I'm never the same person. My body decays every year, but my personality is growing up. As it grows, it doesn't decay like the flesh. It flourishes. It chips away at small parts that fear rejection and acceptance, it clumps on bits of humor and assurance. I feel okay more often than I did when I was young. I don't remember growing up very well because I was very anxious or okay I think. I was either so okay that it is unmemorable, or I was hurt so I forgot. It bothers me to not know which is the case. But the problem with where I was a few years ago:
You were staying in your bubble. Going to a foreign land and seeing devastation with those people doesn't help. I want you to feel uncomfortable, to crawl out of your skin and scream and cry and tear your hair to pieces in anxiety and loss of security. I want your heart to give out for a minute, your feet to free fall down a path, and I want you to stop where life takes you. You want so badly to change the world, but I fear you never will. The world, first of all, doesn't like change. The first obstacle. The second is that your idea for change is painful. I do not want to listen to your books, to your fantasies, to your arbitrary morality. Here is what I want to do: try some X, go to a rave, trip my tits off, and sleep til 5pm. Tell me why I shouldn't, once. Tell me why it's a sin, who I'm hurting. And what happens next? I do what I want. You're right at my ear to whisper sweet somethings, how I'll be forgiven. I don't want mercy. If I have done wrong by some Almighty power, then I am responsible for it. I knowingly do what I do. I drink, I smoke, I take drugs, I fool around with guys, I cuss, I do what I want, come home at 3 am, and I know that I do it. So don't tell me your God will forgive me. I never asked, and I don't want it. I am not sorry for living my life. What an odd concept to tell people, that they'll be forgiven. To tell people that they can love, but this way or that way only? I tried for 9 years to be holy. I guess I'm just a natural born sinner. I'm not cut out for religion. It doesn't bother me now that I've stepped outside the one-way window. So I want to change the world. I want to raise some people to be good, to not hurt others if they can help it, to survive and thrive and continue the lineage to make the world a nicer place. I won't make them pray, but I'll teach them how. I won't get mad if they don't want to go to church, but I'll take them to anywhere they wanna go. I'm going to change the world in this way. It's called hope, blank slates, magna carta, simple soft heads with plates unattached. But what are you going to do? Dress them up on Sundays, make them be like you? You're assuming that you are right and that you have the truth. You want to truth? First, you need to let go of that desire. Truth comes to the clean-hearted, not those with contracted hearts. Let that go, and you can get closer. Your God won't help, and your religion REALLY won't. But these are my current beliefs.
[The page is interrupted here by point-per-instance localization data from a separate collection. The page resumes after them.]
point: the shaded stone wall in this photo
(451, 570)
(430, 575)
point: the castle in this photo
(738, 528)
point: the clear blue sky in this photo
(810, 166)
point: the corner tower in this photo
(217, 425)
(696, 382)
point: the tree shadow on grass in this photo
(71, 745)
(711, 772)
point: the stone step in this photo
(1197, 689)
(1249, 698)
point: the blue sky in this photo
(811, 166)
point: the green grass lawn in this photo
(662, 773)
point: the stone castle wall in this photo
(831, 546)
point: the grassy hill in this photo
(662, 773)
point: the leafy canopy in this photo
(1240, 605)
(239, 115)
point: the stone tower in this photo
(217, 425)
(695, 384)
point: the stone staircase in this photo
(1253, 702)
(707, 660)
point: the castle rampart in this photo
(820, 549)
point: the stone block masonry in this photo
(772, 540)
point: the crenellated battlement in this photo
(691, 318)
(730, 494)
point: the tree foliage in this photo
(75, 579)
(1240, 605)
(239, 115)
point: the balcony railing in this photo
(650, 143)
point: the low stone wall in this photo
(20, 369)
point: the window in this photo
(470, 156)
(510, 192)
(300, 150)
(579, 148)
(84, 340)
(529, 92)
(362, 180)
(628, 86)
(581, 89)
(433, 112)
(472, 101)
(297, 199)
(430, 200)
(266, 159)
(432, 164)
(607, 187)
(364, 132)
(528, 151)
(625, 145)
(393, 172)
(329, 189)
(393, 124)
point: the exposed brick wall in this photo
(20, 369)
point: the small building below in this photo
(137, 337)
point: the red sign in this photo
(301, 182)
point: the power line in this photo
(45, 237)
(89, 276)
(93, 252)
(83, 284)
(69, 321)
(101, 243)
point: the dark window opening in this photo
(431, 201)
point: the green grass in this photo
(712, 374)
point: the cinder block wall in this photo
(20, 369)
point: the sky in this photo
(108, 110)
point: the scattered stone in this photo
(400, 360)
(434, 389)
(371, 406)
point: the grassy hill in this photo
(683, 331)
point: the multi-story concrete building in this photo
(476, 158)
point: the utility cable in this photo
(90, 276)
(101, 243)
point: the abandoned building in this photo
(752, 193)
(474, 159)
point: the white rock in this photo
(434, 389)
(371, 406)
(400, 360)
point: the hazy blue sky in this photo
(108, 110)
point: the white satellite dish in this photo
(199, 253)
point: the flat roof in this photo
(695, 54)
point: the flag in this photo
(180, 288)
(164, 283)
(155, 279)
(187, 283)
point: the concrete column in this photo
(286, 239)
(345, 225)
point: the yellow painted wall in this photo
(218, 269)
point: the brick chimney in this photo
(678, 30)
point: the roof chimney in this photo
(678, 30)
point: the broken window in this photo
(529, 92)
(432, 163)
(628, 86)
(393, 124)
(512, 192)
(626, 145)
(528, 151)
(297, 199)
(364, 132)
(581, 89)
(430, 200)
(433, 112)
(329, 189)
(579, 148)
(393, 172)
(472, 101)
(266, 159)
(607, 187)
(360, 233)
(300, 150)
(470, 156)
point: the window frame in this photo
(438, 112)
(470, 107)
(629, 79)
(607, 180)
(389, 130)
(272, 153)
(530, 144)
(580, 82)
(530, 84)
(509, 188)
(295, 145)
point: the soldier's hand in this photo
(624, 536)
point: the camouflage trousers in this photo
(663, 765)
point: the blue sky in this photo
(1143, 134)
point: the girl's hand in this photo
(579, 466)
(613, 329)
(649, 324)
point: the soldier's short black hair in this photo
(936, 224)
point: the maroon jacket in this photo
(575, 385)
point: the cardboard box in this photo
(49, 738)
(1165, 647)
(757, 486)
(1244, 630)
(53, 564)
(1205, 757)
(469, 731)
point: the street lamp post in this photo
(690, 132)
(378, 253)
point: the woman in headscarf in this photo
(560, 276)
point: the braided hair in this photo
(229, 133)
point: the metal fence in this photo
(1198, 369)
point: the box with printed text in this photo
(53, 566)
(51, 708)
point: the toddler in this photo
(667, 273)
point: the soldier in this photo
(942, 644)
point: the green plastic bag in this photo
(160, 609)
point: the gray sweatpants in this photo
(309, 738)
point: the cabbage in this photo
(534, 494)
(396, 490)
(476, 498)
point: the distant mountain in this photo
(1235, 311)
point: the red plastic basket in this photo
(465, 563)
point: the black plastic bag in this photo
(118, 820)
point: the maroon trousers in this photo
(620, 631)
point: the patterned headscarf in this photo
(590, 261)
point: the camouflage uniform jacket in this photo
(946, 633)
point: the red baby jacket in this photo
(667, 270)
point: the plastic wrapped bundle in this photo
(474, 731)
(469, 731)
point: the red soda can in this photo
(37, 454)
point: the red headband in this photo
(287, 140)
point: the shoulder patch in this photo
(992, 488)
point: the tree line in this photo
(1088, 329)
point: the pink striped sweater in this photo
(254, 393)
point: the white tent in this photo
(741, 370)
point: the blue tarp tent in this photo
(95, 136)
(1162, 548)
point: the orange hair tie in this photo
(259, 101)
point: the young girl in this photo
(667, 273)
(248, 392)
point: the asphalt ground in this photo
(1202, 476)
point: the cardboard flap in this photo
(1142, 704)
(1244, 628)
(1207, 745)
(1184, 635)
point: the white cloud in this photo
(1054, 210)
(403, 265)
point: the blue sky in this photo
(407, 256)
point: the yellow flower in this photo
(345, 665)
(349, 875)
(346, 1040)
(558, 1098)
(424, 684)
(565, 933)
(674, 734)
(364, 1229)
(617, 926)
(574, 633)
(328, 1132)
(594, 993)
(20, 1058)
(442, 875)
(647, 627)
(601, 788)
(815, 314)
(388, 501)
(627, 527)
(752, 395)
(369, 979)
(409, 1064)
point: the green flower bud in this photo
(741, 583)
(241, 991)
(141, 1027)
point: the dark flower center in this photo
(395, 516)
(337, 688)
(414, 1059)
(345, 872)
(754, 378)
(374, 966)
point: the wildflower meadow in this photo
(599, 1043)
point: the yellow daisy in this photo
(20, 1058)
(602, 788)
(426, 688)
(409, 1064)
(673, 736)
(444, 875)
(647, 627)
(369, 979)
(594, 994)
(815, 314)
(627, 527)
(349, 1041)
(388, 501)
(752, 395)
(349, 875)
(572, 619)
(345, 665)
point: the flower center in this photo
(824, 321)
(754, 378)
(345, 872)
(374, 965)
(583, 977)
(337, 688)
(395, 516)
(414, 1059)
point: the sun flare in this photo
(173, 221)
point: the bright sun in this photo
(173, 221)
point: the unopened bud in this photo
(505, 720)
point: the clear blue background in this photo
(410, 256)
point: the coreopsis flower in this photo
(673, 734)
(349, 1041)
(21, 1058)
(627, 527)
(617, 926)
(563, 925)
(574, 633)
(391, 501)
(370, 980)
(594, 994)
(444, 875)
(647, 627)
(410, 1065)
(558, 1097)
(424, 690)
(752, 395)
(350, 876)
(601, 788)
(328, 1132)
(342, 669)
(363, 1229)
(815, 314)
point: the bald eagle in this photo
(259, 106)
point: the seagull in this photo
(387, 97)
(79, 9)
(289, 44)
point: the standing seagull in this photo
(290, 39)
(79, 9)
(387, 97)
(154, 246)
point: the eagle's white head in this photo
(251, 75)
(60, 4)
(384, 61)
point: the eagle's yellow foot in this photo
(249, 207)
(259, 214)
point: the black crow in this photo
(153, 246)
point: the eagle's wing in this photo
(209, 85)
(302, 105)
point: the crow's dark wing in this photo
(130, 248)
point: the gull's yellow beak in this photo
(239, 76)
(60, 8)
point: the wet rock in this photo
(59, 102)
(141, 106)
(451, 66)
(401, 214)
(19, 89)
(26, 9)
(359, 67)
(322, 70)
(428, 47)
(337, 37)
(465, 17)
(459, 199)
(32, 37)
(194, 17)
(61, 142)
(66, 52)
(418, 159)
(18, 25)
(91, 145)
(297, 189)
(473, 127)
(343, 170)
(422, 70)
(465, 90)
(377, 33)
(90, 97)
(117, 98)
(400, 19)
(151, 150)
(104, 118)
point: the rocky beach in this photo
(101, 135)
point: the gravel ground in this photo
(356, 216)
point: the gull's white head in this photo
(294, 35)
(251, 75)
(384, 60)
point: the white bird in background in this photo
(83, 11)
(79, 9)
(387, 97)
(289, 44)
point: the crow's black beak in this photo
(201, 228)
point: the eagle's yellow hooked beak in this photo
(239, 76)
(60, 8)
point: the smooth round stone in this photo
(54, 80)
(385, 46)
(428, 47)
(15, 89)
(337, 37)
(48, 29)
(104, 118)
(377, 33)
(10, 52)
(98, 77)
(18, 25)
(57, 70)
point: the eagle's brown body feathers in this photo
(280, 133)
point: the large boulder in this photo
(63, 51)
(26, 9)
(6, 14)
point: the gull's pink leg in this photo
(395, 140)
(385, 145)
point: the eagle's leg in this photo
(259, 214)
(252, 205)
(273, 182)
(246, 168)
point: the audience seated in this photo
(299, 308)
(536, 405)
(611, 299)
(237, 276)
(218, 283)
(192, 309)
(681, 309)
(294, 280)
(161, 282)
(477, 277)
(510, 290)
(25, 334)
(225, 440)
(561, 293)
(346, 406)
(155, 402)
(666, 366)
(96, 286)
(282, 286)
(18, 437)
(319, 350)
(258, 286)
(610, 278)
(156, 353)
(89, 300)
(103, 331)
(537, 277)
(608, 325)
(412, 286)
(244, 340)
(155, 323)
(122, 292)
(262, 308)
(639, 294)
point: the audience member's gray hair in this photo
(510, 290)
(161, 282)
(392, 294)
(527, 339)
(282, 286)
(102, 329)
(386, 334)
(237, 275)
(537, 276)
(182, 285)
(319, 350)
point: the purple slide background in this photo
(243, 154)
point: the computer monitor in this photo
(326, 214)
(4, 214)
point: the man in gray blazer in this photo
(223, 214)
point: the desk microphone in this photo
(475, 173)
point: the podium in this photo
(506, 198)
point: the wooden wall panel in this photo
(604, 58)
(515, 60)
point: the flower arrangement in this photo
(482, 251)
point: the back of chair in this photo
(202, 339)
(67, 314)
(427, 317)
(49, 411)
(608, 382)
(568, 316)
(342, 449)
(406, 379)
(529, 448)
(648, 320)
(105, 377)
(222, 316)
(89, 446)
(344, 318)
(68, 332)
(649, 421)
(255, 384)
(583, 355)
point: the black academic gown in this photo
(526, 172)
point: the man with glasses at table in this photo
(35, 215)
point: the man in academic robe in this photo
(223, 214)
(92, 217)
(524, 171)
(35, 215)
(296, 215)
So the world is highly fucked up and constantly complicated. Every moment in a catch 22. Put your belief in predestination, and you will not think so. But now I am a part of the world, for the first time. I kept myself locked away. Now, I'm here. I love it, with its horrid gossip and ruthless bloodlust and the tears and the medicines and the mistakes. I love it more than religion, more than God, more than my past. I'm done with that. I'm free now, for the first time in my life. It is lovely.